Department of Microbiology, Uppsala BioCenter, SLU, Swedish University of Agricultural Sciences, P. O. Box 7025, 750 07 Uppsala, Sweden.
Antonie Van Leeuwenhoek. 2011 Jan;99(1):113-9. doi: 10.1007/s10482-010-9528-z. Epub 2010 Nov 19.

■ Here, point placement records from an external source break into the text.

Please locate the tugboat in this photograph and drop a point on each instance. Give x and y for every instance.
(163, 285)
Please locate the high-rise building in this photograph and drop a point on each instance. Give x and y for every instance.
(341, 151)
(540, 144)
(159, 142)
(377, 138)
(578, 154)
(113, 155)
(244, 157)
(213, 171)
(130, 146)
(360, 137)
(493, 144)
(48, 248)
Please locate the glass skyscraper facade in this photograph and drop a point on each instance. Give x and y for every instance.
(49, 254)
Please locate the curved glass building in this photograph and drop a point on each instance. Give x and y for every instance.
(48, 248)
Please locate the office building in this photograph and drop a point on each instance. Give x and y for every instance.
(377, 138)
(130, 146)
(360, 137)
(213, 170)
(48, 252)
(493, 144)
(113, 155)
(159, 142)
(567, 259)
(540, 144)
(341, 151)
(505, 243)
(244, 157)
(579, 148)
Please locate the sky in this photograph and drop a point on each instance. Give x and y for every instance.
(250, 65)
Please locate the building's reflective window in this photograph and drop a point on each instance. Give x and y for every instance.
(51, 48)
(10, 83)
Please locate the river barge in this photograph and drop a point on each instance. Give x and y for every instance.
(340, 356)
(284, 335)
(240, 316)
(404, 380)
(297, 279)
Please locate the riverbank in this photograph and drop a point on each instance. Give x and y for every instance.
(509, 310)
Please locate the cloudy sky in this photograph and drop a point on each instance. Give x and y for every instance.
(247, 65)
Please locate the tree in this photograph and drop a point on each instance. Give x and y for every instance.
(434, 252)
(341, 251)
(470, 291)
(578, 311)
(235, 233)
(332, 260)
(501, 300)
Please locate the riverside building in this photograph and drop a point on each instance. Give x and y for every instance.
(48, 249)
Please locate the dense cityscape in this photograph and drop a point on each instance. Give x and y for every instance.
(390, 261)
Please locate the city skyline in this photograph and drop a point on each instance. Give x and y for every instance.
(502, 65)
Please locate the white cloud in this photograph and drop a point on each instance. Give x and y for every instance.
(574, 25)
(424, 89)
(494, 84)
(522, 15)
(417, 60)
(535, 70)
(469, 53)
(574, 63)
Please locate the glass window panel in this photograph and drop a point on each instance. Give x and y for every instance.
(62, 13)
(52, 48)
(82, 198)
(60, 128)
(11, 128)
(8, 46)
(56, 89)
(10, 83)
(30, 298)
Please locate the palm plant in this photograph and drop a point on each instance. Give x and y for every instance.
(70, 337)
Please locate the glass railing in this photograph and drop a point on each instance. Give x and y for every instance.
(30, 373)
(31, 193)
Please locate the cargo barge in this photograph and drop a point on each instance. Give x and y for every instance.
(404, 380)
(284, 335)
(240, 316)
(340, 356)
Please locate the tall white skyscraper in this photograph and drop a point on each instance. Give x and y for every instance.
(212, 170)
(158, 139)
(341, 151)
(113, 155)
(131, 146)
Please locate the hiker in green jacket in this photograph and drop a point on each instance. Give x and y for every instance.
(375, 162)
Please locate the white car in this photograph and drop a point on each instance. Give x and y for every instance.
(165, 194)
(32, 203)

Yeasts have been important components of spontaneous fermentations in food and beverage processing for millennia. More recently, the potential of utilising antagonistic yeasts, e.g. Pichia anomala and Candida spp., for post-harvest biological control of spoilage fungi during storage of plant-derived produce ('biopreservation') has been clearly demonstrated. Although some yeast species are among the safest microorganisms known, several have been reported in opportunistic infections in humans, including P. anomala and bakers' yeast, Saccharomyces cerevisiae. More research is needed about the dominant pathogenicity and virulence factors in opportunistic yeasts, and whether increased utilisation of biopreservative yeasts in general could contribute to an increased prevalence of yeast infections. The regulatory situation for yeasts used in post-harvest biocontrol is complex and the few products that have reached the market are mainly registered as biological pesticides. The qualified presumption of safety (QPS) approach to safety assessments of microorganisms intentionally added to food or feed, recently launched by the European Food Safety Authority, can lead to more efficient evaluations of new products containing microbial species with a sufficient body of knowledge or long-term experience on their safety. P. anomala is one of several yeast species that have been given QPS status, although the status is restricted to use of this yeast for enzyme and metabolite production purposes. With regard to authorisation of new biopreservative yeasts, we recommend that the possibility to regulate microorganisms for food biopreservation as food additives be considered.
酵母是食品和饮料加工中自然发酵的重要组成部分,已经有几千年的历史了。最近,利用拮抗酵母(如酒香酵母和念珠菌属)在植物源性产品储存期间进行采后生物控制腐败真菌(“生物保鲜”)的潜力已经得到了明确的证明。虽然有些酵母种类是已知的最安全的微生物之一,但有报道称,一些酵母种类会引起人类机会性感染,包括酒香酵母和面包酵母酿酒酵母。需要更多的研究来了解机会性酵母中的主要致病性和毒力因素,以及一般来说,是否增加生物保鲜酵母的使用会导致酵母感染的增加。用于采后生物防治的酵母的监管情况很复杂,已经上市的少数产品主要作为生物农药注册。欧洲食品安全局最近推出的微生物安全性评估的合格假定安全性(QPS)方法,可用于对含有微生物物种的新产品进行更有效的评估,这些微生物物种具有足够的知识体系或对其安全性的长期经验。酒香酵母是几种被给予 QPS 地位的酵母之一,尽管该地位仅限于将这种酵母用于酶和代谢产物的生产目的。关于新的生物保鲜酵母的授权,我们建议考虑将用于食品生物保鲜的微生物作为食品添加剂进行监管的可能性。